What kind of big data solution does your customer need? Choosing the right platforms for compute clusters, data storage, and analytics is a matter of choosing the right-sized tools for the job. When designing a big data solution, start by asking the right questions. Once you understand the questions you want to answer and the resources you have available, you can start designing the right big data solution.
Start by understanding where the hidden costs lie. Hadoop is open source and provides a low-cost means for processing large data sets on commodity hardware, but you still need hardware and storage. The traditional database approach is cost-prohibitive, and it can’t scale fast enough. For example, a petabyte Hadoop cluster requires about 250 nodes at a cost of $1 million, which is a fraction of the cost of an enterprise data warehouse. And there are hidden costs in adding storage and redundancy to the ecosystem.
To determine the right size big data solution, you have to start by asking the right questions.
What do You Want to Know?
Usually an organization has a general idea of the type of data they want to analyze, but their motivations to initiate a big data project are seldom clear-cut. Once you start delving into the data and uncovering patterns, one result may lead to another question that requires further data gathering and analysis. To reveal these “unknown” unknowns you need to create a baseline with a few basic use cases; collect and gather key data, build some predictive and statistical models to answer your questions, and then see what insight results. Now you have a better idea of the scope of your investigation and you can start looking at your big data requirements.
Consider the three basic components of big data as defined by Gartner:
- Velocity – the speed of incoming data and the number of events and elements being stored.
- Variety – the various forms of structured and unstructured data that need to be processed and normalized for analysis.
- Volume – how many terabytes or petabytes of data you need to manage?
Now add a fourth consideration – complexity. How are you going to handle data distribution and processing using on-premise, cloud, and hybrid platforms?
When you map the parameters of the question to the velocity, variety, and volume required for statistical analysis, you start to see the scope of your requirements and get a sense of what you will need in a big data solution.
What Do You Have in Place?
Now that you start to glean the size of the elephant, take an inventory of what you already have available in your big data ecosystem. Are your datasets large or small; terabytes of petabytes? Can you expand your existing data warehouse? Do you have to throw data away because you can’t store it? Is there a lot of “low-touch” data that is seldom needed for analytics? Do you want to explore complex or large amounts of data? Answering these types of questions will tell you if you can expand your current infrastructure.
What about the cost of expansion? What tools and technologies exist in your current data warehouse? Is the existing system scalable? Do you have adequate processing power and data storage capacity? Are the right governance and policies in place? Answering these kinds of questions will tell you if it’s cost-effect to expand to build your big data solution.

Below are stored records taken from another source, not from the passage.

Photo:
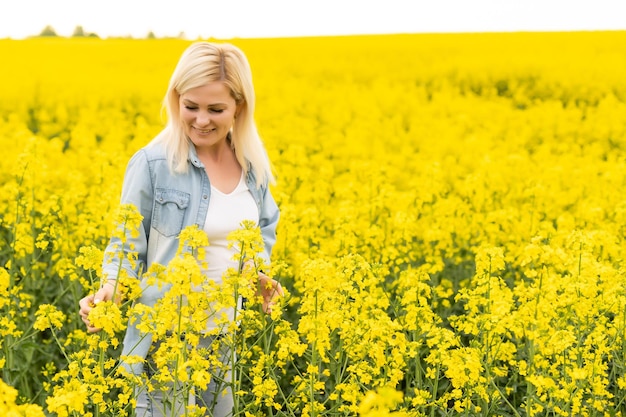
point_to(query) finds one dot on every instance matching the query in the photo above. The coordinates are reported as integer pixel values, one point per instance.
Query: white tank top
(225, 214)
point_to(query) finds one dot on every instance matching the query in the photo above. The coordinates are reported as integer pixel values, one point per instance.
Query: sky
(227, 19)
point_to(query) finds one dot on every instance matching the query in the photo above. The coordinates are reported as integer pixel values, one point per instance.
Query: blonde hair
(202, 63)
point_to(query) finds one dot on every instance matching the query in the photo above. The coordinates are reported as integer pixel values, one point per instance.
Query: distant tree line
(79, 32)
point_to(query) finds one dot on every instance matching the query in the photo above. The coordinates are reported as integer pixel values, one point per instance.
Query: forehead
(213, 92)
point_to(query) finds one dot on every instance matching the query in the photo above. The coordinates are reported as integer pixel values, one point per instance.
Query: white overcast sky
(226, 19)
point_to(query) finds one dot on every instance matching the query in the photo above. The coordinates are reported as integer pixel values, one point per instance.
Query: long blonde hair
(202, 63)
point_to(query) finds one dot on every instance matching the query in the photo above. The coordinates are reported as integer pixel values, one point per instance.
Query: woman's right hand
(87, 303)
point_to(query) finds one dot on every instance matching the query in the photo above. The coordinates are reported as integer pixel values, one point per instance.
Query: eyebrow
(187, 101)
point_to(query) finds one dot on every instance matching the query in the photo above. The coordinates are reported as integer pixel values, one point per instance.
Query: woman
(207, 167)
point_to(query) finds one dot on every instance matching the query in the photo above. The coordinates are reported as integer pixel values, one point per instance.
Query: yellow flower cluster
(451, 238)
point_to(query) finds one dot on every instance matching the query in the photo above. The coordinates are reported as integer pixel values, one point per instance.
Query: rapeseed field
(452, 235)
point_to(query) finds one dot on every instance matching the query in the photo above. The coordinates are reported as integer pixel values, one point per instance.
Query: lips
(203, 131)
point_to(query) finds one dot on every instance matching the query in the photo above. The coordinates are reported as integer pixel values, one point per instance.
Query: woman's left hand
(270, 290)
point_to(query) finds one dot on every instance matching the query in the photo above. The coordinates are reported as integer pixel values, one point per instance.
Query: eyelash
(212, 111)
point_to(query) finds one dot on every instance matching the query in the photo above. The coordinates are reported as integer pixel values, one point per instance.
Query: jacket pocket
(169, 211)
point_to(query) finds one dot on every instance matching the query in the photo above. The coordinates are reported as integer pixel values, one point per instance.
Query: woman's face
(207, 113)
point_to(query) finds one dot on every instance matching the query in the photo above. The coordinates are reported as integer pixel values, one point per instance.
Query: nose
(203, 118)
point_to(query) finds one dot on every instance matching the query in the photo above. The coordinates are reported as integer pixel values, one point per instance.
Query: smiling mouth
(203, 131)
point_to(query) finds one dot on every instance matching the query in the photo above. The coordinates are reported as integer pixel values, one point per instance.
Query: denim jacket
(169, 203)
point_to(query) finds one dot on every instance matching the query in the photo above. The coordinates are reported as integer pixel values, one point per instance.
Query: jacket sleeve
(268, 221)
(137, 189)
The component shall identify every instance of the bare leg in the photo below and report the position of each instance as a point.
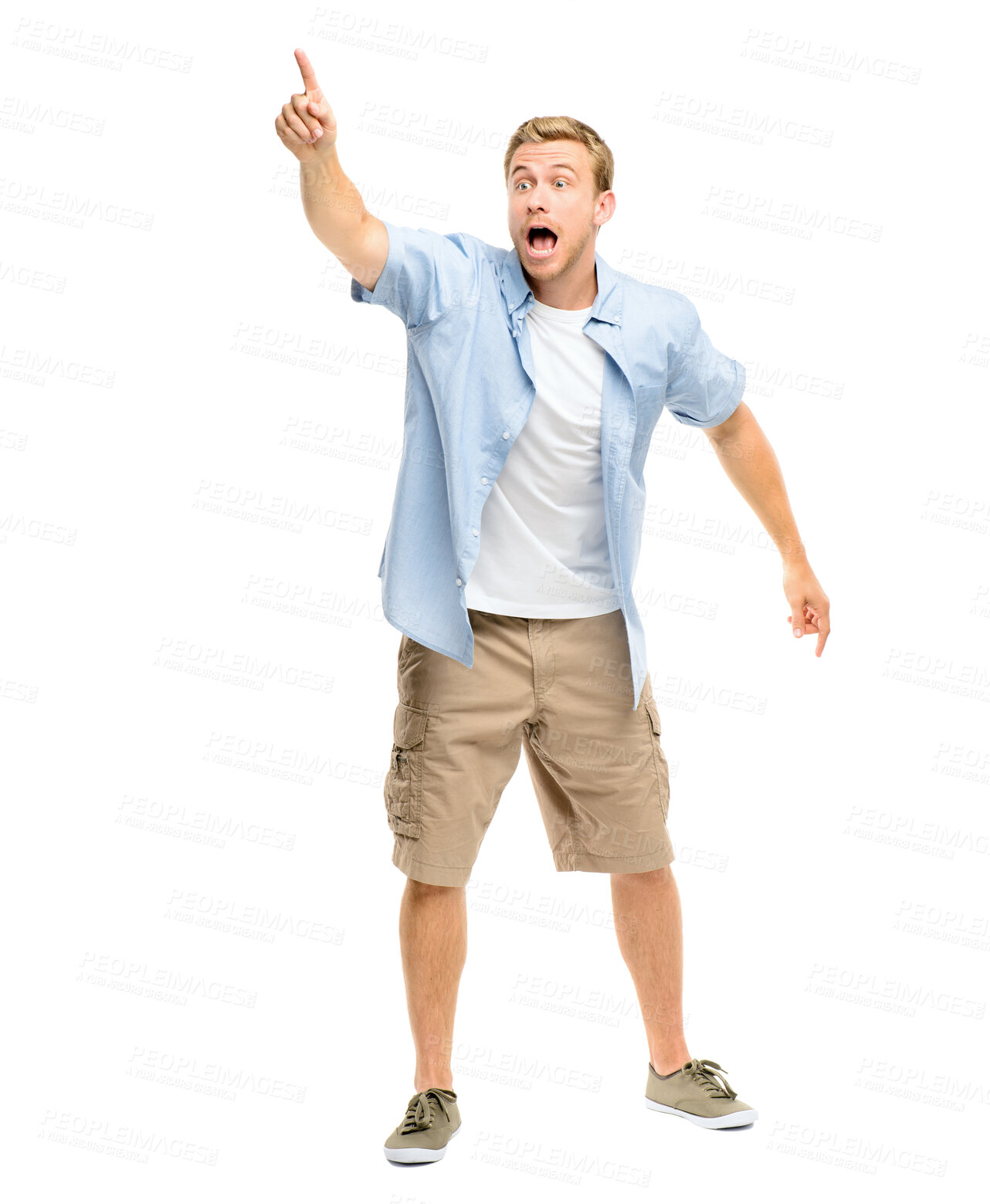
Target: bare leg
(647, 911)
(432, 932)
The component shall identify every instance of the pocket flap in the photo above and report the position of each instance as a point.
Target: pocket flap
(654, 714)
(410, 725)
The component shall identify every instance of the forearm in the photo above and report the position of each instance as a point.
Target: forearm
(751, 463)
(333, 205)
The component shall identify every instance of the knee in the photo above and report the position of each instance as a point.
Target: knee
(647, 877)
(422, 890)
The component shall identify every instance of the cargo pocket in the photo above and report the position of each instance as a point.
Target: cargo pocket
(659, 760)
(404, 782)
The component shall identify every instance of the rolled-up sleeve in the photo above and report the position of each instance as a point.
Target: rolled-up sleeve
(425, 273)
(704, 385)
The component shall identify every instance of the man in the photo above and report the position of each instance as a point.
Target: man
(535, 381)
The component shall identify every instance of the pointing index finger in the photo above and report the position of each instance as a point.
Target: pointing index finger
(309, 76)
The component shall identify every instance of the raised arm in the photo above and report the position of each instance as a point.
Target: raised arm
(333, 205)
(751, 463)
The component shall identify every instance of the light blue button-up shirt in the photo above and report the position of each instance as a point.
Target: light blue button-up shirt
(469, 392)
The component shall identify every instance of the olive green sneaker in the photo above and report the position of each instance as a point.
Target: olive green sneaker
(700, 1094)
(432, 1120)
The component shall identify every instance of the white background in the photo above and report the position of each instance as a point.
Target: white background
(200, 439)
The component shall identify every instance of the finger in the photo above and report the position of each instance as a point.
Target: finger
(824, 628)
(288, 136)
(297, 124)
(306, 68)
(303, 107)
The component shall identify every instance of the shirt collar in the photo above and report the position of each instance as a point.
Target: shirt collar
(609, 300)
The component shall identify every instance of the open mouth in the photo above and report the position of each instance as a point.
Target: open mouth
(541, 241)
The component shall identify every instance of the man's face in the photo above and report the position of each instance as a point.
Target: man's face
(551, 187)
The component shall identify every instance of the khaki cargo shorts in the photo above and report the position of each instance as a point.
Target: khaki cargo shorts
(561, 689)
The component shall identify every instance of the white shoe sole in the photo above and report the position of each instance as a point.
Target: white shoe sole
(417, 1154)
(733, 1120)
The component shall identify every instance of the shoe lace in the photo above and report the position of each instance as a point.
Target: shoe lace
(421, 1111)
(705, 1072)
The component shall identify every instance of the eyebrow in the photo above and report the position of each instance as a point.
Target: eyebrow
(524, 166)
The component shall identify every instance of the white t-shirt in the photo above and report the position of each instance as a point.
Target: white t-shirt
(544, 549)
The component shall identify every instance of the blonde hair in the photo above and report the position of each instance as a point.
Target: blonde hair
(552, 129)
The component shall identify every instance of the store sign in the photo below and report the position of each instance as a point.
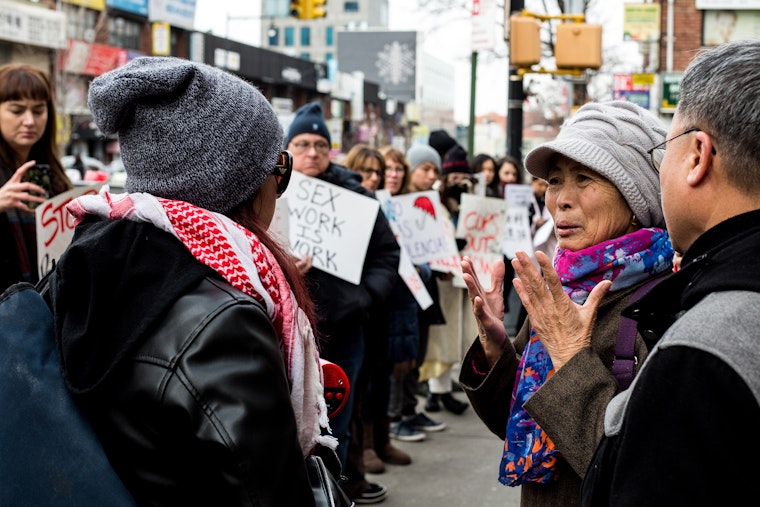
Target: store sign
(36, 26)
(641, 22)
(179, 13)
(671, 91)
(92, 59)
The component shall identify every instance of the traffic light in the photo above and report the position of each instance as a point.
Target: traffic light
(298, 9)
(524, 41)
(316, 8)
(579, 45)
(308, 9)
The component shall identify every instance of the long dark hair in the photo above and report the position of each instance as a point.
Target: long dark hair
(21, 81)
(245, 215)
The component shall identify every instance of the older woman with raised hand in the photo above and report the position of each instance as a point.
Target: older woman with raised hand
(545, 393)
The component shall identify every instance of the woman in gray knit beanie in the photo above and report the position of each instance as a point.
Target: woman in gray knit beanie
(553, 381)
(184, 328)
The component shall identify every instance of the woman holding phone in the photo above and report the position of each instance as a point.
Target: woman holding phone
(28, 153)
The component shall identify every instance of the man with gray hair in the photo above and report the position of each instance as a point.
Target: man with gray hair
(666, 440)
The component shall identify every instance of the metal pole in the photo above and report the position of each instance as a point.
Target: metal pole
(473, 80)
(515, 98)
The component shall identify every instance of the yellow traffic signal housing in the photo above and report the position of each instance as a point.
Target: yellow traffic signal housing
(579, 45)
(524, 41)
(298, 9)
(315, 8)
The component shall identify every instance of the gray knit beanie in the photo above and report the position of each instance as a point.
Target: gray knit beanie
(188, 131)
(612, 139)
(420, 153)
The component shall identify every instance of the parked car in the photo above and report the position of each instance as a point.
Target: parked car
(94, 169)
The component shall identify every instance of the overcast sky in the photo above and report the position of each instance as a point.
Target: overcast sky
(447, 38)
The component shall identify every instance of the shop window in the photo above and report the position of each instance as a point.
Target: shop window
(124, 33)
(80, 22)
(290, 36)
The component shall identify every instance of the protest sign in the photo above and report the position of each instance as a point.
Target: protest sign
(517, 231)
(331, 224)
(406, 268)
(420, 223)
(482, 222)
(55, 226)
(451, 263)
(518, 195)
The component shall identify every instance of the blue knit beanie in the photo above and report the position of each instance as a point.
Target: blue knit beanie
(188, 131)
(309, 119)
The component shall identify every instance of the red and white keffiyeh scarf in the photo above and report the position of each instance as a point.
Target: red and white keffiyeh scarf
(240, 258)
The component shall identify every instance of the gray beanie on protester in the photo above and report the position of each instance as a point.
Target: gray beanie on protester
(188, 131)
(420, 153)
(612, 139)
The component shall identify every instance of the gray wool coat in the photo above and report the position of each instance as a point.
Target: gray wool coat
(569, 407)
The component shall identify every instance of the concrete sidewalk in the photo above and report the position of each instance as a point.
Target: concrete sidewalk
(456, 467)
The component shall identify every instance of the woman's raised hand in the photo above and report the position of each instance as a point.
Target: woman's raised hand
(563, 326)
(16, 193)
(488, 308)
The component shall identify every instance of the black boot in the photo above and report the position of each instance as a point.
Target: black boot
(452, 404)
(432, 404)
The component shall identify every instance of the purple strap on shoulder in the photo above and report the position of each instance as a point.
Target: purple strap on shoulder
(624, 365)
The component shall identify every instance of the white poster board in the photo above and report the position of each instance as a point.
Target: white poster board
(420, 222)
(331, 224)
(482, 222)
(406, 268)
(518, 195)
(517, 232)
(55, 226)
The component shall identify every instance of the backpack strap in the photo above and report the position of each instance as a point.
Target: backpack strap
(624, 364)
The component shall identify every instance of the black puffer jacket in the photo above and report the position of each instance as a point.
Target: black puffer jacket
(343, 305)
(180, 373)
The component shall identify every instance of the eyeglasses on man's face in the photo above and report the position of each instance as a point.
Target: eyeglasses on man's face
(300, 147)
(282, 171)
(369, 171)
(657, 153)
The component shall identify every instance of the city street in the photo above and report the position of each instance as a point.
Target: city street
(456, 467)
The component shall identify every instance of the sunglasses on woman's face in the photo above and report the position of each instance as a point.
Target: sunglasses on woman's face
(282, 171)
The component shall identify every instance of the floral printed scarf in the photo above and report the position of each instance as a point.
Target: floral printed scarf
(529, 454)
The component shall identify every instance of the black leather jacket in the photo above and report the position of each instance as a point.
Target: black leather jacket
(180, 374)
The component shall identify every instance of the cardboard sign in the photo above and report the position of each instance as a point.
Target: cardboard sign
(331, 224)
(451, 263)
(482, 223)
(406, 268)
(55, 226)
(420, 223)
(517, 230)
(518, 195)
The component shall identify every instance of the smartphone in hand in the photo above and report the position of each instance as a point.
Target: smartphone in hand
(39, 175)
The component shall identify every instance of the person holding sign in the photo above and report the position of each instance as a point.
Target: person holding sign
(343, 307)
(604, 197)
(184, 328)
(30, 170)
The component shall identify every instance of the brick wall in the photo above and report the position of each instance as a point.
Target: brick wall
(687, 27)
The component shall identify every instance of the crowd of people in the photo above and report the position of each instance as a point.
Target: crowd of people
(201, 373)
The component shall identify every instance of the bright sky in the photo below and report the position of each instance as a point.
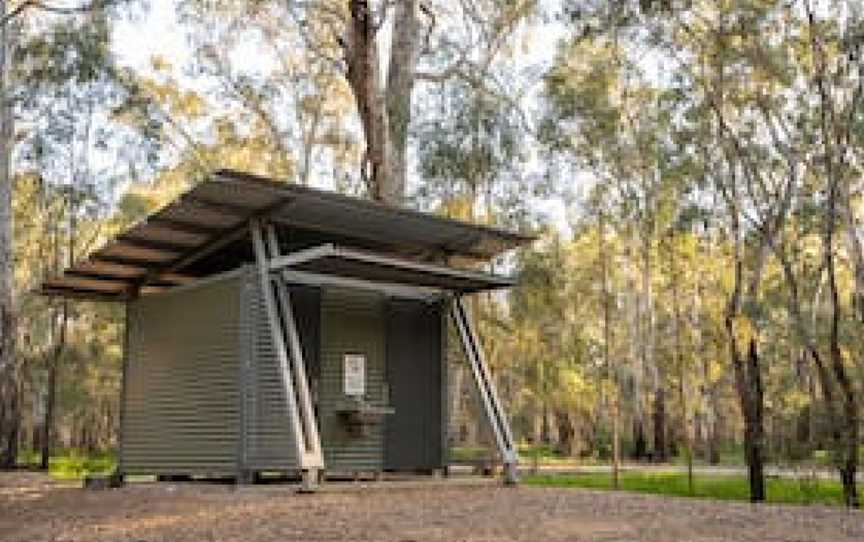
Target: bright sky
(157, 32)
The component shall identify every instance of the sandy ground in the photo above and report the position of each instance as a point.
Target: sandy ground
(34, 509)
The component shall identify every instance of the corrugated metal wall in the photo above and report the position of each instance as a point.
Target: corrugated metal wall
(269, 441)
(182, 396)
(193, 351)
(352, 321)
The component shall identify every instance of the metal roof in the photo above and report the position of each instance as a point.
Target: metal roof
(351, 263)
(206, 230)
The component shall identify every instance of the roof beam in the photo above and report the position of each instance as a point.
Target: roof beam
(185, 227)
(231, 209)
(166, 246)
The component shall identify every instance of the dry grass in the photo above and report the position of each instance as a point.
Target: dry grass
(395, 512)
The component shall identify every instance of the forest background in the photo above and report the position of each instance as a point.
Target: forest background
(693, 169)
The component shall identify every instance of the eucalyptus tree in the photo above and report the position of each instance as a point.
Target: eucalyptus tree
(347, 42)
(58, 78)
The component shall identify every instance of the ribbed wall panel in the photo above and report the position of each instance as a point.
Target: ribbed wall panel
(269, 439)
(182, 403)
(352, 321)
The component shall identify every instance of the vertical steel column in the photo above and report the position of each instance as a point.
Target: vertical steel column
(486, 388)
(298, 365)
(307, 459)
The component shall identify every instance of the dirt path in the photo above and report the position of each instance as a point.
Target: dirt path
(396, 512)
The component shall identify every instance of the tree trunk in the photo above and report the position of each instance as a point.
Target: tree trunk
(9, 404)
(51, 397)
(385, 111)
(661, 447)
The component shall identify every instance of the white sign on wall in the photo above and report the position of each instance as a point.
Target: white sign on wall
(354, 371)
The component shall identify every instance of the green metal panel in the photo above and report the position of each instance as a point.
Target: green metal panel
(181, 405)
(269, 440)
(352, 321)
(414, 370)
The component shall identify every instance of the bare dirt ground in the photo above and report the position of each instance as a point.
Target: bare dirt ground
(34, 509)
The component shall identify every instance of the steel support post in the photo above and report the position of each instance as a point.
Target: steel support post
(298, 401)
(486, 390)
(312, 439)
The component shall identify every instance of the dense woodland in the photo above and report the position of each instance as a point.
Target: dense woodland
(703, 299)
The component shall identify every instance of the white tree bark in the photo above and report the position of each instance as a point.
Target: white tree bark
(385, 109)
(8, 373)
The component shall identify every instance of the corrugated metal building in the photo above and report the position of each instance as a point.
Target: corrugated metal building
(273, 327)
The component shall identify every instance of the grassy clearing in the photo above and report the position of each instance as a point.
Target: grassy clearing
(72, 464)
(726, 488)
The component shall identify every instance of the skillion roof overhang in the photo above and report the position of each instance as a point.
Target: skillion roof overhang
(206, 231)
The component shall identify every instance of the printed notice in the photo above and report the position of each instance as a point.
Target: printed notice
(355, 374)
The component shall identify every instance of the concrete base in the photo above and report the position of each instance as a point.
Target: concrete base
(511, 474)
(309, 481)
(98, 482)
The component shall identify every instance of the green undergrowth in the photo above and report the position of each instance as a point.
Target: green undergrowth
(72, 464)
(725, 488)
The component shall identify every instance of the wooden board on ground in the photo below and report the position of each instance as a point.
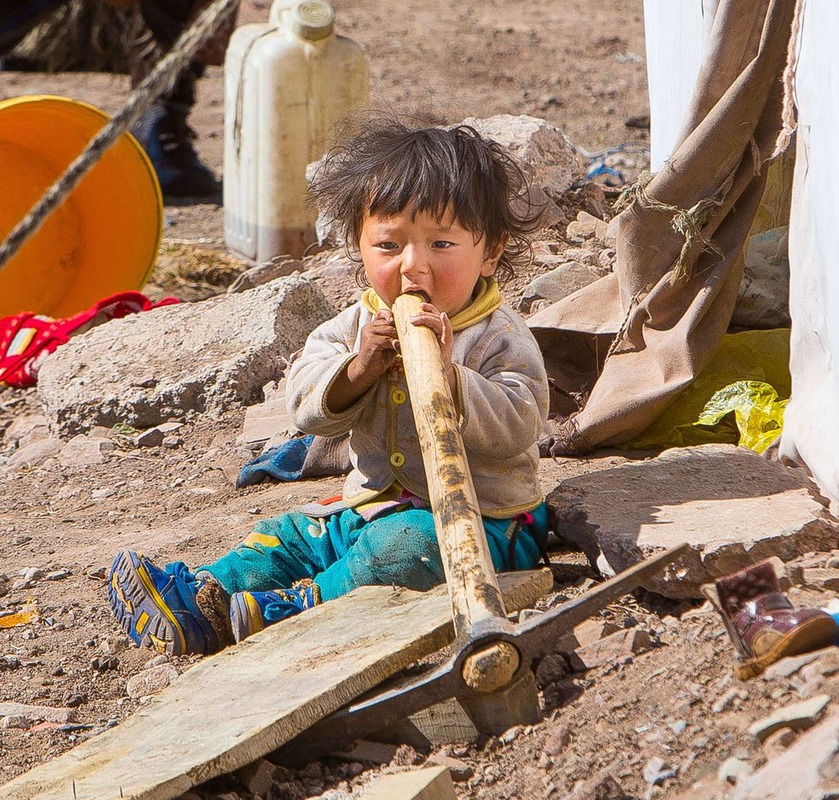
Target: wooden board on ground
(246, 701)
(431, 783)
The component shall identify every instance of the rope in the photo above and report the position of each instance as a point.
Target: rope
(788, 120)
(138, 101)
(687, 222)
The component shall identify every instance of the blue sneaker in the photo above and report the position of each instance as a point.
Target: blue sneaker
(157, 608)
(250, 612)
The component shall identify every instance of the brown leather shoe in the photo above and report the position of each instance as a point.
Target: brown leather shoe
(762, 623)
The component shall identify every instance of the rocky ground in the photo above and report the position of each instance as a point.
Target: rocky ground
(644, 704)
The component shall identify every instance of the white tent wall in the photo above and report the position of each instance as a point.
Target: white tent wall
(811, 422)
(676, 33)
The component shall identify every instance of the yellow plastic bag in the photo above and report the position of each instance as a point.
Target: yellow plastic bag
(758, 413)
(759, 355)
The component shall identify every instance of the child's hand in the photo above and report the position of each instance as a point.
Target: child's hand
(440, 323)
(377, 349)
(378, 346)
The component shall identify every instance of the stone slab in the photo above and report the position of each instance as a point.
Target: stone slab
(733, 507)
(158, 365)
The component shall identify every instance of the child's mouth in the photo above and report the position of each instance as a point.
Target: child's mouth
(419, 292)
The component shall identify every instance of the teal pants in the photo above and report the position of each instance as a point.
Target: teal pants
(344, 551)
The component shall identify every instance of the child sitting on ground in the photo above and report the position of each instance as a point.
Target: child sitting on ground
(430, 210)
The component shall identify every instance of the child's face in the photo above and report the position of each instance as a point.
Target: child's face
(408, 252)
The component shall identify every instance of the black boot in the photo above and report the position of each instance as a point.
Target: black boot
(167, 139)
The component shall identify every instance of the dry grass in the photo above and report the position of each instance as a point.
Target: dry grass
(193, 272)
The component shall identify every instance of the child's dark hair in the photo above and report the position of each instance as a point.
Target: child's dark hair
(389, 165)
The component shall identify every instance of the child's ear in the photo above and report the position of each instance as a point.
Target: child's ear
(492, 256)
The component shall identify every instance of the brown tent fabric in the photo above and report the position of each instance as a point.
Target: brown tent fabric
(620, 350)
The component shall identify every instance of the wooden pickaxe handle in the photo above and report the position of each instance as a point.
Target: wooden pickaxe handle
(473, 586)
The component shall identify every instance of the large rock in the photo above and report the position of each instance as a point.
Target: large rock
(763, 299)
(544, 151)
(206, 357)
(808, 770)
(731, 506)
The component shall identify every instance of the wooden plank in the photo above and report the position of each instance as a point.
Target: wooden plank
(234, 707)
(431, 783)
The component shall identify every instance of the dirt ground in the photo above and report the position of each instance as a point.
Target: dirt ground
(578, 64)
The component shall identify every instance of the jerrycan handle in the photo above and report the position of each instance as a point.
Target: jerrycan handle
(311, 19)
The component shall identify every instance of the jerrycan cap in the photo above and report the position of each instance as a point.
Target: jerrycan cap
(312, 19)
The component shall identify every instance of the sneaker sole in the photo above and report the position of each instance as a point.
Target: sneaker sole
(140, 609)
(245, 616)
(814, 634)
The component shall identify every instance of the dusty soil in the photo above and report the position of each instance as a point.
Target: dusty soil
(578, 64)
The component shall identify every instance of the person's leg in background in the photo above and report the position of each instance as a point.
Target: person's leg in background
(18, 17)
(163, 130)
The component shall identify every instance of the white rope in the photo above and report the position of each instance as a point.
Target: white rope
(155, 83)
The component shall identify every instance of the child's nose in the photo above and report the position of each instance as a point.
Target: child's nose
(411, 259)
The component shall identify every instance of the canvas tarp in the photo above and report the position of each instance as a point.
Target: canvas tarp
(622, 349)
(811, 422)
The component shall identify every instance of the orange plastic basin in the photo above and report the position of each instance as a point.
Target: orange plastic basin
(102, 239)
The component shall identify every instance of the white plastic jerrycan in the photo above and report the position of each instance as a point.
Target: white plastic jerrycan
(288, 83)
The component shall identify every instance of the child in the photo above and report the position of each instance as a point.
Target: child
(431, 210)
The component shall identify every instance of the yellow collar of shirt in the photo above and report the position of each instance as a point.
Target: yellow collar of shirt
(487, 298)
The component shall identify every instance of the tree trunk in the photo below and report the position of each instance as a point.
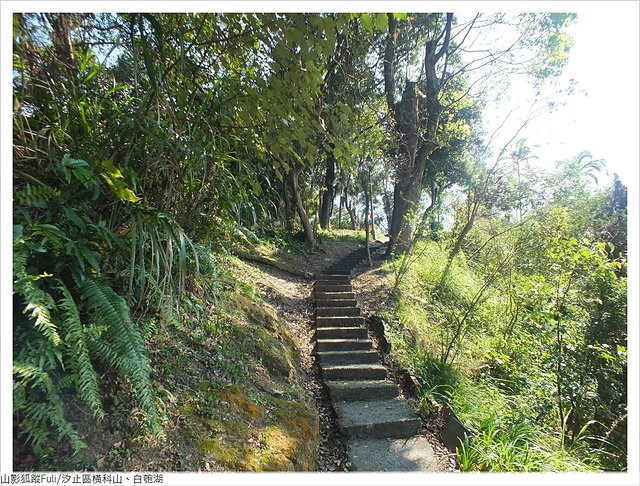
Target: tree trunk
(373, 218)
(367, 197)
(302, 212)
(465, 231)
(328, 192)
(414, 147)
(352, 212)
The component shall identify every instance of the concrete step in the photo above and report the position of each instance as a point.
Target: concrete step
(339, 321)
(336, 303)
(331, 278)
(343, 344)
(343, 391)
(333, 288)
(390, 418)
(339, 271)
(357, 371)
(337, 311)
(334, 295)
(332, 358)
(403, 455)
(341, 332)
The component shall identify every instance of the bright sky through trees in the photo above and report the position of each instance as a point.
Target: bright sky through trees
(602, 114)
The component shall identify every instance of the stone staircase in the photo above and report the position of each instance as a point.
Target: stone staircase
(381, 426)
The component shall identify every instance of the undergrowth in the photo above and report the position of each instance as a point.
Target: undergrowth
(447, 326)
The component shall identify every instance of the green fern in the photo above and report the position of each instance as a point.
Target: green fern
(39, 306)
(31, 386)
(121, 344)
(78, 353)
(36, 196)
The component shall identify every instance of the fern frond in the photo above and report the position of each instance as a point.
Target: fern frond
(121, 345)
(78, 355)
(39, 304)
(35, 195)
(35, 416)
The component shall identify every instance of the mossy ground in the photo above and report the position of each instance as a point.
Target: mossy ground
(228, 392)
(231, 380)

Also consider your future requirements. Adding new data sources can be costly, so can you solve your business problems with existing data? Also assess your application portfolio. Do you need a basic Hadoop platform, or will you need to add specialized software? Will you need to invest in a more robust Hadoop solution if you only need it for a current use case?
Can You Implement Big Data in Stages?
You don’t have to eat the elephant all at once. Most big data solutions can be incrementally implemented. You need to define the scope of the business problem in measurable terms, and match those terms to revenue gains.
If the business case is too limited in scope, then the business benefits won’t be achieved. If the scope of the project is too large, then you won’t have the resources to achieve the results in a cost-effective or timely way. If you can define the core requirements of the project from the outset then you can be confident that you have the right big data solution.
As with most projects, careful preplanning makes for a more successful outcome. Ask the right questions, consider your data needs, apply use cases, and test your assumptions before investing in a big data solution. What is your biggest concern when setting the scope for a big data project?